These past few months we have all heard about the flu epidemic and other illnesses sweeping through the nation. One epidemic we don’t hear about — or care about — as much is apathy.
Anyone who has taken a psychology or sociology class should be familiar with the concept of the diffusion of responsibility. A crowd of people witness a fatal car crash and one of the passengers is severely injured. A person standing in the crowd reaches for their phone but decides they don’t need to call 911. They think the person next to them will do it, since they saw the crash too.
This chain reaction of believing someone else will step forward to help, to say something or to take responsibility, continues until the injured person is dead because no one called an ambulance.
While situations like the above don’t happen on a daily basis, there is this deep-seated attitude of apathy and diffusion of responsibility in this country. If something impactful happens how many people stand up to say something about it?

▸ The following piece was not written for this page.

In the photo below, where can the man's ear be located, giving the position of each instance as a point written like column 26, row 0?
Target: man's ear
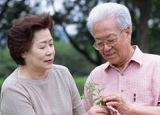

Looking through older editions of the Branding Iron I’ve seen entire pages filled with letters to the editor from students. True, we had physically bigger pages then, but certainly not a smaller student body.
I try to tell myself that people are speaking out in other ways like online. Some do express frustration and air their concerns about current events happening on local and national levels. Others complain that traffic was terrible or the lines at the grocery store were too long.
I’m not trying to dismiss the smaller problems and inconveniences we all experience. Instead of complaining about something, take action or think of possible solutions. Instead of thinking something isn’t important because it doesn’t apply to you, stop and think about the fact there others who exist outside your bubble.
One of the best examples I’ve seen recently is letters to the editor here at the Branding Iron nowadays. We get maybe one each week. Like I said before, there used to be whole pages dedicated to people voicing their opinion, speaking out about how they saw people being affected or what should be done to alleviate problems.
When was the last time you saw something and thought “Hey, that’s not a great thing that’s happening, something should be done”?
Don’t think that something isn’t your problem because it hasn’t directly affected you yet. Don’t think that you can’t make others aware or that you’re powerless to help create change.
I’m not advocating that everyone become superheroes and solve all the world’s problems. But speaking up, saying something and taking even small actions can be impactful.
We’ve lost a lot of things as a society because we chose not to care. We decided that some things like extinct species, dead languages, restrictive legislation weren’t immediately affecting us enough to say or do anything about it.
Who knows what we may lose in the future as scientists show data of global warming reaching a critical point and nations continue to squabble over nuclear technology and economic embargoes.
We need to consider what we’re willing to lose in our apathetic stupor. Because if we don’t care enough to make a change and speak up, then who will?